August 11th, 2011 2 comments

Do you have trouble with distractions right when you are getting into a great creative place? When I am “in the groove” I am so focused and directed on what I am doing that time flies by, sometimes hours, without coming up for air. I seem to constantly know the next thing to do to get to where I am going even if I haven’t really thought about where that ultimate destination is. Everything seems to flow. Well, I love that place. When I find it, I don’t want to let it go. I am hungry and in the midst of a feast. A feast of productivity and creativity.

Image of Wall #7817

Wall #7817

My creative juices dry up when I get judgmental about myself and what I am doing. So how does THAT happen?  Errr…. Screeching to a halt…. There’s not enough time in the day to go into HOW I can be such a critic of myself… BUT I can talk about what I do to overcome it. (BTW, I need this today…)

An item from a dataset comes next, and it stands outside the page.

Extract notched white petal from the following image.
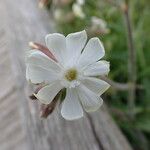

I am trying to prepare for a new photography exhibit…. And I am procrastinating. I’d like to do everything well in advance in a relaxed way, but something is interfering. It is my Inner Critic.

My critic says things like,

“You are all tapped out.”

“That’s been done.”

“This is a picture of debris. What were you thinking?”

“That’s not good. Neither is that. Don’t you have something better?”

“Maybe if you made that one really small it would be ok.”

“Maybe if you worked on that one it would be more interesting.”

“Maybe you should just do something altogether different.”

“These don’t look good together.”

“Your color palette is confusing.”

“You need a singular vision.”

“What are you trying to say here?”

 

The actual messages from my critic vary, but the effect is the same. Dead halt. Analysis Paralysis. Don’t make a mistake. Use your analytical skills. Don’t be so emotional. It is being intellectual about something that is intuitive and warm. I am really starting to think that I should leave grouping of images for a show to someone else. It is a different part of the brain at work for this.

Note to readers: I wrote this a few months ago and subsequently I had someone else group the pictures for me, then I rearranged it to my taste. It broke my paralysis. The next show after that, I didn’t have any problem getting a second opinion.